Essen. Das Gute liegt so nah: Das Zollverein-Gelände lädt ein zu einem kurzweiligen Osterspaziergang. So zeigt der Chef Besuchern sein Zollverein.

Wenn Hans-Peter Noll vom Schreibtisch durchs Fenster schaut, fängt er an zu schwärmen: „Vorne die Magnolie in voller Blüte, dahinter die beiden Gründerschächte – ein faszinierender Anblick.“ Von hier brechen wir auf zu einer sehr persönlichen Zollverein-Tour. „Meine Tour“ nennt der Vorstandsvorsitzende der Stiftung Zollverein den Spaziergang, mit dem er besonders auswärtige Premieren-Besucher fürs Welterbe begeistern möchte.

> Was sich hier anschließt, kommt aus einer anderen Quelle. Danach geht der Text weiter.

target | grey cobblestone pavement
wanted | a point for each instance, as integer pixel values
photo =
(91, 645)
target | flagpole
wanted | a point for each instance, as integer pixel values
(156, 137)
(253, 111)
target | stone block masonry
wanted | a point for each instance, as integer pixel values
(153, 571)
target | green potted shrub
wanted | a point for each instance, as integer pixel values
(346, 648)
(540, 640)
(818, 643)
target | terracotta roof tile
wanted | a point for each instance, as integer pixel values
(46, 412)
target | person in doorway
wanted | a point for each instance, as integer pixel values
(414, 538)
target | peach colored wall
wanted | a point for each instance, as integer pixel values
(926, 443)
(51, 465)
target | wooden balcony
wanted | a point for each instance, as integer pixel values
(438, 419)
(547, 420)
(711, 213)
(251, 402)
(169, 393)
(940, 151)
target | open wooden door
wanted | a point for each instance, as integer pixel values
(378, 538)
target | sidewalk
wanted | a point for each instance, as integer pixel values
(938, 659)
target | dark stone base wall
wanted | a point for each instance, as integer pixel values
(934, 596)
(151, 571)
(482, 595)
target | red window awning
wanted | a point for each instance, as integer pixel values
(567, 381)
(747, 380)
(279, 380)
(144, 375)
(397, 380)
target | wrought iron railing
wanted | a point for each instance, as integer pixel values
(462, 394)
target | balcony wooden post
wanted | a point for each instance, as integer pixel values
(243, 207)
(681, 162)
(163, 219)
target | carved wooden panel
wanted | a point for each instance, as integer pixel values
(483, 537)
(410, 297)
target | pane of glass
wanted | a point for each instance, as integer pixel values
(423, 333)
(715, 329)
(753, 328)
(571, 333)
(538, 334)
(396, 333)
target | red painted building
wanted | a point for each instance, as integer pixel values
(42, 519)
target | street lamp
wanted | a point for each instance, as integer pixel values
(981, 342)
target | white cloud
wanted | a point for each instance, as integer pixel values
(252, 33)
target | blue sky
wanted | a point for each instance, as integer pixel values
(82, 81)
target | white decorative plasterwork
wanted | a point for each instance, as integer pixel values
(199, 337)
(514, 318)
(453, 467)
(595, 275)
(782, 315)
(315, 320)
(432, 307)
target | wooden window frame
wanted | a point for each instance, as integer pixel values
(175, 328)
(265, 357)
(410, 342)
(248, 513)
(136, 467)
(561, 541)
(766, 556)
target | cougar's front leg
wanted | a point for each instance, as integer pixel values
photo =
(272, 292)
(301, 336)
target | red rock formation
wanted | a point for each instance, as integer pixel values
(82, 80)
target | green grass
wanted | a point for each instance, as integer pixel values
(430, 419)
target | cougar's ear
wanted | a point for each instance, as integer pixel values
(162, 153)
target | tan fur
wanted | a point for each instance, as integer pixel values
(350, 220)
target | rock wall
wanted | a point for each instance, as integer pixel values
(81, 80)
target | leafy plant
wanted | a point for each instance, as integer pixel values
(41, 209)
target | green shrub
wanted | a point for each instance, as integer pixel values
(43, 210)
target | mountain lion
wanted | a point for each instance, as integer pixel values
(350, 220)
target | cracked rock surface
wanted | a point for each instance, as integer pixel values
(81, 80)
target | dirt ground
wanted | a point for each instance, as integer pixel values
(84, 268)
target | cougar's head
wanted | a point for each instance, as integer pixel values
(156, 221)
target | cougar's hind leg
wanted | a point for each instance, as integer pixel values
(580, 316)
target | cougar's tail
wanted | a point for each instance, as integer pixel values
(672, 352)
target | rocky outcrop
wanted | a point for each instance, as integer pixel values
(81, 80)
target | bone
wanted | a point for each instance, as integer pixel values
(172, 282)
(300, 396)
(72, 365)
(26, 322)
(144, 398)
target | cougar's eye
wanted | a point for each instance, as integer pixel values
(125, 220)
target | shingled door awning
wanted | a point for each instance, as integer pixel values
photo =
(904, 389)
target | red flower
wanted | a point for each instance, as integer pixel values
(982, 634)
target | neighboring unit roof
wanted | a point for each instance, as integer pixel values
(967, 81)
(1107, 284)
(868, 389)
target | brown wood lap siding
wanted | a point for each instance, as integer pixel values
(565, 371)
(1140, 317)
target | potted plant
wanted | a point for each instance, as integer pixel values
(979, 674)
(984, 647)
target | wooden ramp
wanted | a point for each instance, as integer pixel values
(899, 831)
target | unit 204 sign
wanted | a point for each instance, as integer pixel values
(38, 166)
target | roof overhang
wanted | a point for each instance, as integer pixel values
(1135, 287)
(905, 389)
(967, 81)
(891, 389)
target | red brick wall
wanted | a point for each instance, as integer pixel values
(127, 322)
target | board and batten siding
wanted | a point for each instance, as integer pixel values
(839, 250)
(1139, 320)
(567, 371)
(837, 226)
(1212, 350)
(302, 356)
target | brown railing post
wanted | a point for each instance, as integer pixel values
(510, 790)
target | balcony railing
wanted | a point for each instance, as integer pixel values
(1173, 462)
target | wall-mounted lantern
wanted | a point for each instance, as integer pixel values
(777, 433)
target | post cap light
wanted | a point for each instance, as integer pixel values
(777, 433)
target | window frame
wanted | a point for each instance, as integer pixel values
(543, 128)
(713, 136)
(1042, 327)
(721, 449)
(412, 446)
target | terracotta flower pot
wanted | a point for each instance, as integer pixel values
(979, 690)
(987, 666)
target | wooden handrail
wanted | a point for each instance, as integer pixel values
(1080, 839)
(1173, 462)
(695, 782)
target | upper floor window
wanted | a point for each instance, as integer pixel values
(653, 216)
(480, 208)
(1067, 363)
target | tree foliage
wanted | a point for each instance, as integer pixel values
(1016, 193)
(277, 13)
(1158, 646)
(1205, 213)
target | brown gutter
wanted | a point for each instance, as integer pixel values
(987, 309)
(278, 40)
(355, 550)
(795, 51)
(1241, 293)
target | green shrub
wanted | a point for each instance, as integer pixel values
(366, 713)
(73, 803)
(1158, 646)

Zollverein ist Leuchtturm des Ruhrgebiets und Besuchermagnet, ein Standort für Kultur, Wissenschaft, Design und Wirtschaft. Der 62-Jährige kann seinen Stolz über das seit der Stilllegung 1986 Erreichte nicht verbergen. Es ist eine Mischung aus Heimat- und Besitzerstolz, die ansteckt. Selbst Einheimische entdecken bei der „Noll-Tour“ unbekannte Seiten und neue Blickwinkel.

Warum sich sogar Brautpaare aus Süddeutschland auf Zollverein das Ja-Wort geben

Neuen Besuchern zeigt Zollverein-Chef Hans-Peter Noll auf einer sehr persönlichen Tour.
Neuen Besuchern zeigt Zollverein-Chef Hans-Peter Noll auf einer sehr persönlichen Tour. © FUNKE Foto Services | Kerstin Kokoska

Am Design-Hotel „Friends“ präsentiert er das neue Zollverein. Die Hochschule der Künste fügt sich mit ihrer Fassade aus feuerverzinktem Stahl und Glas perfekt ein in das vorhandene Ensemble mit der von Fritz Schupp und Martin Kremmer geprägten „Neuen Sachlichkeit“. Auf der großen Freifläche davor soll ein weiteres Highlight entstehen: das neue Bundesinstitut für Fotografie.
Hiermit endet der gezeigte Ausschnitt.